Despite this constant drumbeat of prosecutions, Anwar constructed around his own People’s Justice Party (PKR) an opposition coalition – the Pakatan Rakyat or People’s Alliance – that has provided the most effective challenge to the ruling Umno party in Mal­aysia’s history. This coalition won a majority of votes at the general election in mid-2013 but was denied victory by a pro-rural gerrymander that ensured the Umno-led coalition, the Barisan Nasional, retained ­office.

During the election campaign Najib, seeking to cement crucial middle-class votes, had pledged to repeal the notorious Sedition Act imposed in colonial days by Britain.

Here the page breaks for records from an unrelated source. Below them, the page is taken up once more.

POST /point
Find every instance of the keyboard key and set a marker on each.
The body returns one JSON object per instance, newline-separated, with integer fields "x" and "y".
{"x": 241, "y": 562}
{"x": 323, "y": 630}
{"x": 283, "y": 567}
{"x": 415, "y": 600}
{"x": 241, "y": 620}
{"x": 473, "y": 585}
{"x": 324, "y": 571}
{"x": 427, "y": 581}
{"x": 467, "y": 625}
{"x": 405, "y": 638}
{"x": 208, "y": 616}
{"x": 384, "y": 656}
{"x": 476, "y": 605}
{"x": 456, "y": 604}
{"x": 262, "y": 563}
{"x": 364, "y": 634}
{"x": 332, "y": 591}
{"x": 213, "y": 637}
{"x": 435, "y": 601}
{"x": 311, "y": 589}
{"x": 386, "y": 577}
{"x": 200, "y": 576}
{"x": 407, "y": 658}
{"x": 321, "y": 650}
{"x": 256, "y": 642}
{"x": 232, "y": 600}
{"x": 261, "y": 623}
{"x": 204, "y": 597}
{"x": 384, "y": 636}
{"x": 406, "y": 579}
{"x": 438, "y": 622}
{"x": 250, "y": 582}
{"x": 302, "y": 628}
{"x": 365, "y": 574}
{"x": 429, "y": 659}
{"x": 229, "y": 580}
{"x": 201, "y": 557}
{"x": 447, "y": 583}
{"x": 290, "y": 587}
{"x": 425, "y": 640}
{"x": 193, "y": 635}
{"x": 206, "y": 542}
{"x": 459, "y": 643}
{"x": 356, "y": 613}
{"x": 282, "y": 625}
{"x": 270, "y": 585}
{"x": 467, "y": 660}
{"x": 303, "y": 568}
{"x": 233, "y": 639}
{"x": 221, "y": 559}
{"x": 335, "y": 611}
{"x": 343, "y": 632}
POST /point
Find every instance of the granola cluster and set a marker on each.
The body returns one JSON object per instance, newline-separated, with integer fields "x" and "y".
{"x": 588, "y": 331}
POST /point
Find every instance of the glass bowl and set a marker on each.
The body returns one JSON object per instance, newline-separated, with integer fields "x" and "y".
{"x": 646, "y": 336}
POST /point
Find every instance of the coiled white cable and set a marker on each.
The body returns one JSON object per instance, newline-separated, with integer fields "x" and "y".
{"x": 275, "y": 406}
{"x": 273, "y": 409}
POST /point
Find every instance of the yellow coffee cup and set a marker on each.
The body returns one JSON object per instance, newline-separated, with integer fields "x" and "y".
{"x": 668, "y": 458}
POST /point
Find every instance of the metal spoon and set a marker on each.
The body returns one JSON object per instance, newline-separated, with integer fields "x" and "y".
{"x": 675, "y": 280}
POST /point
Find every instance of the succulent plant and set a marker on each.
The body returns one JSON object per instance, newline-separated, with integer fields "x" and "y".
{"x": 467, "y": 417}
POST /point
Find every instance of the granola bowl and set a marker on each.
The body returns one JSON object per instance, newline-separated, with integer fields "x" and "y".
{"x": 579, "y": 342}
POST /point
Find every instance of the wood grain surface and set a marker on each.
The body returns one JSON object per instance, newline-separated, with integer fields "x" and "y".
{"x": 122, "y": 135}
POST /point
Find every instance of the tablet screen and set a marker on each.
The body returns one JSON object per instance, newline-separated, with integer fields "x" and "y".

After retaining power, he announced the act would stay, and has used it more than 20 times to charge people for expressing “sed­itious” anti-government views, including in cartoons.

The director of Malaysian group Lawyers for Liberty, Eric Paulsen, said after being charged under the Sedition Act earlier this month for tweeting that the Islamic authority (Jakim) within the Prime Minister’s department was “promoting extremism” through its widely distributed Friday sermons, “We must be holding the world record for sedition charges.”

But it is becoming a leviathan task for the government to seduce or to suppress irritatingly oppositionist thinking and views.

clive-kessler-University of NSW emeritus professor of sociology and anthropology Clive Kessler (right) says this is in part because the government “has always seen national society as consisting of a number of culturally distinct, socially separate segments, and which has sought to keep things that way, speaking in a different voice to each of these components of the mosaic”.

Now, though, in the age of the internet, it must communicate publicly, crossing those barriers and exposing its views – including those of Jakim – “for all to see and hear”.